Item 1.01. | Entry Into a Material Definitive Agreement. |
Merger Agreement
On September 26, 2020, Devon Energy Corporation, a Delaware corporation (the “Company” or “Devon”), East Merger Sub, Inc., a Delaware corporation and wholly-owned, direct, subsidiary of the Company (“Merger Sub”), and WPX Energy, Inc., a Delaware corporation (“WPX”), entered into an Agreement and Plan of Merger (the “Merger Agreement”).
The Merger.
Upon the terms and subject to the conditions of the Merger Agreement, Merger Sub will merge with and into WPX (the “Merger”), with WPX continuing as the surviving corporation in the Merger and a wholly-owned, direct, subsidiary of the Company. The Merger is structured as an all-stock merger of equals. At the effective time of the Merger (the “Effective Time”), each share of WPX common stock, par value $0.01 per share (“WPX Common Stock”) issued and outstanding immediately prior to the Effective Time (other than each share of WPX Common Stock held immediately prior to the Effective Time by the Company, Merger Sub or any of the Company’s other subsidiaries, or by WPX or any of WPX’s subsidiaries, which shall be canceled and retired and shall cease to exist, and no consideration shall be delivered in exchange therefor) will be converted automatically into the right to receive 0.5165 (the “Exchange Ratio”) shares of common stock, par value $0.10 per share, of the Company (the “Company Common Stock”) (together with any cash to be paid in lieu of any fractional shares of Company Common Stock, the “Merger Consideration”).
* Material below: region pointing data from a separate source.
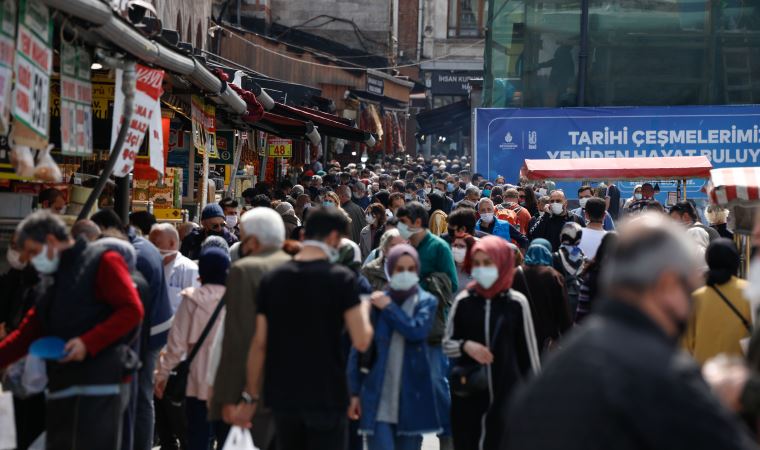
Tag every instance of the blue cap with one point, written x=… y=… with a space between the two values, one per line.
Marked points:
x=212 y=210
x=213 y=265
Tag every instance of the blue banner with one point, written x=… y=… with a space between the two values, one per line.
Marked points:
x=504 y=137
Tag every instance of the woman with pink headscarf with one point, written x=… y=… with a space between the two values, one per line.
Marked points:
x=492 y=343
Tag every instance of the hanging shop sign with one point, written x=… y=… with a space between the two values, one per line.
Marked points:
x=7 y=52
x=32 y=65
x=203 y=117
x=375 y=85
x=280 y=148
x=76 y=101
x=146 y=105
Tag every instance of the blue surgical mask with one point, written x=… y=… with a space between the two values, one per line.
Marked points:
x=403 y=281
x=44 y=265
x=485 y=276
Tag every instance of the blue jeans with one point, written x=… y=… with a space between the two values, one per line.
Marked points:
x=439 y=366
x=198 y=428
x=145 y=416
x=385 y=438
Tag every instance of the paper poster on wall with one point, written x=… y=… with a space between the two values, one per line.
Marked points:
x=148 y=92
x=76 y=101
x=7 y=53
x=32 y=65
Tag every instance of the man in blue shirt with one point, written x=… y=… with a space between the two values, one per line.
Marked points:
x=585 y=193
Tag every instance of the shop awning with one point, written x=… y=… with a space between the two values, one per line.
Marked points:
x=677 y=168
x=445 y=119
x=734 y=185
x=328 y=124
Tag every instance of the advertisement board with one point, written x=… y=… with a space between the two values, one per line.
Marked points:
x=504 y=137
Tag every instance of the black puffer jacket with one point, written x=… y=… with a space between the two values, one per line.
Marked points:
x=620 y=383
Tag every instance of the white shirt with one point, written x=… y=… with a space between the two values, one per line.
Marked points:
x=590 y=241
x=180 y=274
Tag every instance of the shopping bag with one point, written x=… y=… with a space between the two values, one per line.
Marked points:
x=239 y=439
x=7 y=421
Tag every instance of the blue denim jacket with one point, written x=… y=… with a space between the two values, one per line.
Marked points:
x=417 y=409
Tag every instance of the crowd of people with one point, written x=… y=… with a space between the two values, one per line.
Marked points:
x=365 y=307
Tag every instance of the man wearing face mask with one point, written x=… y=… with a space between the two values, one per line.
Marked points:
x=88 y=299
x=262 y=236
x=320 y=299
x=549 y=226
x=624 y=367
x=180 y=271
x=584 y=194
x=213 y=222
x=488 y=223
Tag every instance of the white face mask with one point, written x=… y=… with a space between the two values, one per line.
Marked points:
x=459 y=254
x=231 y=221
x=44 y=265
x=485 y=276
x=14 y=259
x=403 y=281
x=406 y=231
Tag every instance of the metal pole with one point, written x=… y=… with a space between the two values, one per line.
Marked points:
x=128 y=88
x=583 y=54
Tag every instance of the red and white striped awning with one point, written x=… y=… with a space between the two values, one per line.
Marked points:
x=734 y=185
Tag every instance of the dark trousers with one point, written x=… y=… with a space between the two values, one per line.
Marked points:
x=171 y=425
x=199 y=435
x=86 y=422
x=311 y=431
x=30 y=419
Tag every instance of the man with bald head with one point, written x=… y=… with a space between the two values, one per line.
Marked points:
x=355 y=212
x=620 y=380
x=549 y=225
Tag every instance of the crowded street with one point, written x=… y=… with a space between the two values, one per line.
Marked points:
x=379 y=225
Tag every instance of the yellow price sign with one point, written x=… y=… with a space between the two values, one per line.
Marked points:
x=280 y=148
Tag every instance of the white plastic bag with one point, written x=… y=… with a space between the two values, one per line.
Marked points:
x=7 y=422
x=239 y=439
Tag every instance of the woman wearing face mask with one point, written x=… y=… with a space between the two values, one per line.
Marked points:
x=491 y=339
x=370 y=235
x=545 y=289
x=460 y=246
x=394 y=401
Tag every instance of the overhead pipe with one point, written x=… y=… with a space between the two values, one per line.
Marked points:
x=122 y=34
x=129 y=79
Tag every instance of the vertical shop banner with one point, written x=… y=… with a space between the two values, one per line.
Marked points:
x=76 y=101
x=728 y=136
x=33 y=62
x=7 y=52
x=148 y=92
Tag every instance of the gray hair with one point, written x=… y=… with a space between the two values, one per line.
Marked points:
x=38 y=225
x=167 y=229
x=386 y=239
x=122 y=247
x=266 y=225
x=215 y=241
x=650 y=245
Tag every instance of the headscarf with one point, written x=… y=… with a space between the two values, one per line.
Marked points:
x=723 y=261
x=538 y=254
x=390 y=264
x=502 y=256
x=122 y=247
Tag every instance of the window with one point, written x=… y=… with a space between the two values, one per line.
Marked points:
x=466 y=17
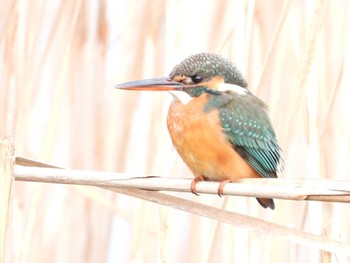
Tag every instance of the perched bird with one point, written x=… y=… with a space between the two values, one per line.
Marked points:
x=223 y=132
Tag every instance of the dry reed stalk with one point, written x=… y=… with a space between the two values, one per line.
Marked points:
x=293 y=235
x=299 y=189
x=6 y=169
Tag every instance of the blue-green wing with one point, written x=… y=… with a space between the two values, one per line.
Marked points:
x=248 y=127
Shares of Company Common Stock issued in connection with the Merger will be listed on the New York Stock Exchange (the “NYSE”).
No fractional shares of Company Common Stock will be issued in the Merger, and holders of shares of WPX Common Stock will, instead, receive cash in lieu of fractional shares of Company Common Stock, if any.
Post-Closing Governance.
The Merger Agreement provides that, upon consummation of the Merger, the Company’s board of directors (the “Board”) shall be comprised of twelve directors, including (i) seven directors selected by the Company (at least five of whom shall meet the independence standards of the NYSE with respect to the Company), one of whom shall be the President and Chief Executive Officer of Devon immediately prior to the Effective Time and (ii) five directors selected by WPX (at least four of whom shall meet the independence standards of the NYSE with respect to Company), one of whom shall be the Investor Director described below and one of whom shall be the Chairman and Chief Executive Officer of WPX immediately prior to the Effective Time. The Merger Agreement also provides that (x) each of the audit, compensation and reserves committees of the Board as of the Effective Time will be composed of three directors designated by Devon and two directors designated by WPX, and (y) the governance committee of the Board as of the Effective Time will be composed of two directors designated by Devon and two directors designated by WPX (one of whom shall be the Investor Director).
Representations and Warranties, Covenants and Conditions to the Merger.
Each of the Company, Merger Sub and WPX has made customary representations and warranties and agreed to customary covenants in the Merger Agreement. The Merger is subject to various closing conditions, including, but not limited to, (i) approval of the Merger Agreement by at least a majority of the outstanding shares of WPX Common Stock, (ii) approval of the Stock Issuance (as defined in the Merger Agreement) in connection with the Merger by at least a majority of the outstanding shares of Company Common Stock that are present and voting at a meeting of the Company’s shareholders, (iii) the expiration or earlier termination of the waiting period under the Hart–Scott–Rodino Antitrust Improvements Act of 1976, as amended, and (iv) other customary closing conditions.
Termination Rights.
The Merger Agreement contains certain termination rights for both the Company and WPX, including if the Merger is not consummated by March 26, 2021, and further provides that, upon termination of the Merger Agreement under certain circumstances, WPX or the Company, as the case may be, may be required to pay the other a termination fee equal to $75,000,000.